O filme acompanha o dia a dia dos personagens identificados como 12, 13, 23 e 40, reunidos por um padre branco quando eram crianças com a desculpa de uma guerra que estava para chegar à fazenda onde moravam. Em forma de gratidão, os quatro trabalham duro para manter o lugar em ordem.

Dirigida por Roberta Estrela D’Alva, a produção inicialmente era uma peça de teatro —mas, com a pandemia, precisou mudar de formato. “Quando vimos, em dezembro de 2020, que as coisas não iam melhorar, decidimos partir para o audiovisual. Deixamos os textos menores e gravamos tudo em três dias, sempre mantendo os protocolos de segurança sanitária”, ela diz.

Inspirado no documentário “Menino 23”, que relata a descoberta de tijolos marcados com suásticas nazistas em uma fazenda no interior de São Paulo em 2012, “Desfazenda” aborda assuntos que não são mencionados no filme e reconstrói a história escravocrata brasileira. Por causa da falta de documentos da época, o grupo fez uma reconstrução poética para imaginar o que teria acontecido nessa fazenda.

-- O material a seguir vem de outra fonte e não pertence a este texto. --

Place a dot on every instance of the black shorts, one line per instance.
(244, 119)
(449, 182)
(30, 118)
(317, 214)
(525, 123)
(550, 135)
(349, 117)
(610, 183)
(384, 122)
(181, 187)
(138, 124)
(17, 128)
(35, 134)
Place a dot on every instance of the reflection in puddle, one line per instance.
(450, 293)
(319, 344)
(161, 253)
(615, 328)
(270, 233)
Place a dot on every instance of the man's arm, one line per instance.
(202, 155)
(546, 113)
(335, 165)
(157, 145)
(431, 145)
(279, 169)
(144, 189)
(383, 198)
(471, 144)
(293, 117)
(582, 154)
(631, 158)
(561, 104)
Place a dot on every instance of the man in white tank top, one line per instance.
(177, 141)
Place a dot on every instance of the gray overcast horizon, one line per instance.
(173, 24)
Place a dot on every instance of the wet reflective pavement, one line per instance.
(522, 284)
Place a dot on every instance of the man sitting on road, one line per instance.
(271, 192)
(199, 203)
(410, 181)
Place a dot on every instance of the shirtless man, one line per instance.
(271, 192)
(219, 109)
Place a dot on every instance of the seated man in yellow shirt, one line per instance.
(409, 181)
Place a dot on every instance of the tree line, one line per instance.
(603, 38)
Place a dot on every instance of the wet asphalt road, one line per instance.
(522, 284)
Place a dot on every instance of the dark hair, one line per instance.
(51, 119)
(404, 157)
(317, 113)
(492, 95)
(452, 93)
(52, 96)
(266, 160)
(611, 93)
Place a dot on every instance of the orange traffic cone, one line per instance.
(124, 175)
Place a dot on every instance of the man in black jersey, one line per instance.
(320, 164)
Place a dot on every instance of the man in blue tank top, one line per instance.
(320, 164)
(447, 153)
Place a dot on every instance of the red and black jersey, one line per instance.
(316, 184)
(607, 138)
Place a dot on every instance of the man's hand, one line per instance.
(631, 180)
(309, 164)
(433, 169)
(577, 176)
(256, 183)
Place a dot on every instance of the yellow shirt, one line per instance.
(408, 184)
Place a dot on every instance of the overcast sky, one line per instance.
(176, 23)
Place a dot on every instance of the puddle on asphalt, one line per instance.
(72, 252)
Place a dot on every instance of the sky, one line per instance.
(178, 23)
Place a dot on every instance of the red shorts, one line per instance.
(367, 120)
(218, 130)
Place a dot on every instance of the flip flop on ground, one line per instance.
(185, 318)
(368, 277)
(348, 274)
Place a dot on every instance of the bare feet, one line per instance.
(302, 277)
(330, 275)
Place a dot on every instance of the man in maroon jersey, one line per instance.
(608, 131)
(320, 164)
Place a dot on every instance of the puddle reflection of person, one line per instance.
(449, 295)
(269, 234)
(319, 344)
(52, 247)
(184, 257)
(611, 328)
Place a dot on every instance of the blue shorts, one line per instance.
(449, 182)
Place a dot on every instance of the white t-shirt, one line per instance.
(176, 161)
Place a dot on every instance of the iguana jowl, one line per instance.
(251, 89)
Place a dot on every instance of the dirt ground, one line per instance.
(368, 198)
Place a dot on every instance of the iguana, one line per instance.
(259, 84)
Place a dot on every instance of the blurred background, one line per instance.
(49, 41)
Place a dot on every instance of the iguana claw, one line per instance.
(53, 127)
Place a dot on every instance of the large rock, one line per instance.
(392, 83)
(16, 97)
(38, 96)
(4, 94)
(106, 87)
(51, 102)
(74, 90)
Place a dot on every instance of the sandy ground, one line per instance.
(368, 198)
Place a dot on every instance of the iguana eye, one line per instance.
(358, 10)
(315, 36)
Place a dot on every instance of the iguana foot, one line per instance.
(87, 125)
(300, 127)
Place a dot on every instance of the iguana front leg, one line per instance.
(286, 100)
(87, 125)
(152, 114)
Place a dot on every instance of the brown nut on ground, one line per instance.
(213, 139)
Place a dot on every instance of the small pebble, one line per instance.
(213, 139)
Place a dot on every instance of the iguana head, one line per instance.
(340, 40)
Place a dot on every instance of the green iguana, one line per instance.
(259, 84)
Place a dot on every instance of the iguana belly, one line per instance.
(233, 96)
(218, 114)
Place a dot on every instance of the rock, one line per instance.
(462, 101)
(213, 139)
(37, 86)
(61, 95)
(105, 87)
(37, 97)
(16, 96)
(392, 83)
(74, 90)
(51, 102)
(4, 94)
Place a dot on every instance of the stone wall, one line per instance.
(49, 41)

O sentimento do passado cruel e o presente desanimador para os negros é demonstrado de forma bem dura pelos atores enquanto declamam seus textos. Vozes negras silenciadas pelo racismo e pela violência policial, como Kathlen Romeu, João Alberto e Ágatha Félix, são incorporadas dentro das várias camadas do roteiro, escrito por Lucas Moura.

Tijolo com símbolo nazista no documentário "Menino 23"
Tijolo com símbolo nazista no documentário "Menino 23" - Divulgação

Na história, contada em 70 minutos, a guerra nunca chegou à fazenda, e as reais motivações do padre branco começam a ser postas em dúvida. Repensar as intenções da bondade do antirracista em ser correto apenas por desencargo de consciência é uma das questões que surgem no decorrer do filme.

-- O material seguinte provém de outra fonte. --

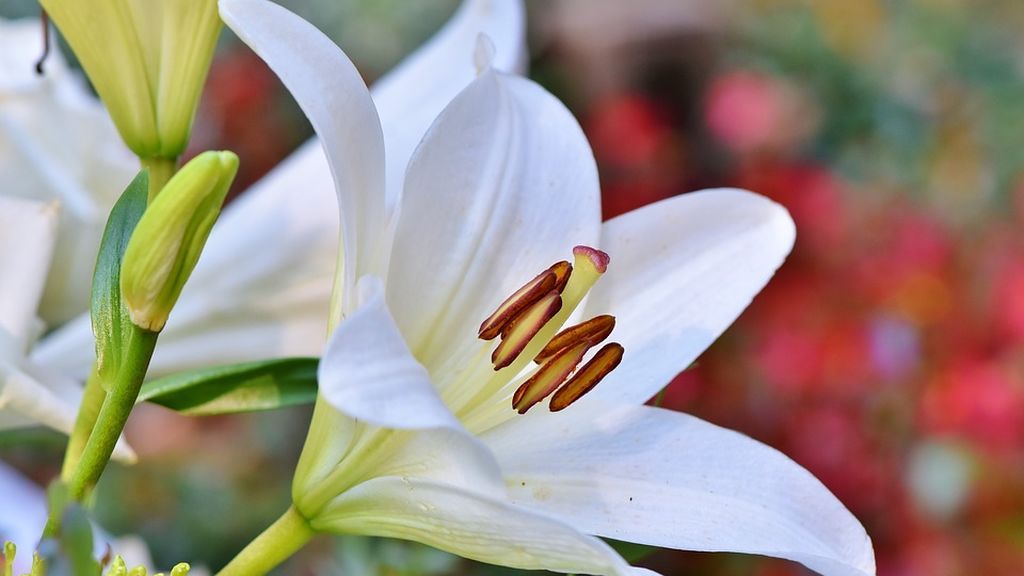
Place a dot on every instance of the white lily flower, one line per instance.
(417, 439)
(23, 516)
(30, 393)
(56, 144)
(263, 283)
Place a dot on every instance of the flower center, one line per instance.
(527, 322)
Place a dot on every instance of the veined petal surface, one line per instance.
(468, 524)
(332, 94)
(411, 96)
(503, 186)
(654, 477)
(682, 270)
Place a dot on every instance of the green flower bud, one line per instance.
(147, 60)
(169, 238)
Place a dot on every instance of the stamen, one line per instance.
(583, 381)
(46, 43)
(523, 327)
(552, 279)
(595, 330)
(597, 257)
(549, 376)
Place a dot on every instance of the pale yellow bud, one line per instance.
(169, 238)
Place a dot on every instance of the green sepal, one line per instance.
(111, 323)
(69, 551)
(9, 550)
(249, 386)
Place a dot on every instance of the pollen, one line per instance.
(528, 324)
(587, 377)
(522, 328)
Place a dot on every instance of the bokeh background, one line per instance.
(888, 354)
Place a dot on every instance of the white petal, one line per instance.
(681, 272)
(57, 142)
(467, 524)
(23, 515)
(70, 348)
(411, 96)
(369, 373)
(36, 395)
(23, 395)
(666, 479)
(503, 186)
(28, 232)
(329, 89)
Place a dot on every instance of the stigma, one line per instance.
(528, 322)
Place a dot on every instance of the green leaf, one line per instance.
(631, 551)
(238, 387)
(111, 322)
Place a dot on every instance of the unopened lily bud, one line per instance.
(147, 60)
(169, 238)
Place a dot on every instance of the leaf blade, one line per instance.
(233, 388)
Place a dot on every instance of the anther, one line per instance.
(587, 377)
(46, 43)
(552, 279)
(523, 327)
(549, 376)
(594, 330)
(562, 272)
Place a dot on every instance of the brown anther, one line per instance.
(519, 300)
(594, 330)
(549, 376)
(523, 327)
(587, 377)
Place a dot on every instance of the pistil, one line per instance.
(527, 322)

As restrições de um trabalho realizado em tempos pandêmicos são percebidas na tela —não há quase nenhum elemento em cena, apenas o uso de iluminação para compor o cenário e os movimentos dos atores.

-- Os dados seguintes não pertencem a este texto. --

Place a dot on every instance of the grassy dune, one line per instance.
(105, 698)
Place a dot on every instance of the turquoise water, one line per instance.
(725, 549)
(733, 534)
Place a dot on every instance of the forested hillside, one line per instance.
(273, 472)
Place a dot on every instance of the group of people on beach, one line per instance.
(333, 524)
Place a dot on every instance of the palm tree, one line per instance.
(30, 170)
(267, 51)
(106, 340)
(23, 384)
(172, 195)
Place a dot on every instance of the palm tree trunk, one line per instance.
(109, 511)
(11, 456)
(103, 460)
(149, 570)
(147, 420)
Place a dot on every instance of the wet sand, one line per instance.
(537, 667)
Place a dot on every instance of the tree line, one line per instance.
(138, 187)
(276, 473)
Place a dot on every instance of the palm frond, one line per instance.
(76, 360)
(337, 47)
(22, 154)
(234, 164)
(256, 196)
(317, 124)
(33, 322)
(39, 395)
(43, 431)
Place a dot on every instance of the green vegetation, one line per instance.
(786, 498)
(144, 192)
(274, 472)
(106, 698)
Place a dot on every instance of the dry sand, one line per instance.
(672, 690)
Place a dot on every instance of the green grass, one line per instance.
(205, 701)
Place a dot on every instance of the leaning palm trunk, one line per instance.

“No Brasil, a gente tem um grande problema que é a inexistência de reparação histórica com as pessoas negras”, diz Estrela D'Alva ao comentar como o filme combina com o atual momento do país. “O resultado é esse racismo generalizado de hoje. Contar, criar e recriar as histórias dos negros corrobora com esse momento em que é urgente tornar nossas vozes cada vez mais ouvidas”, ela diz.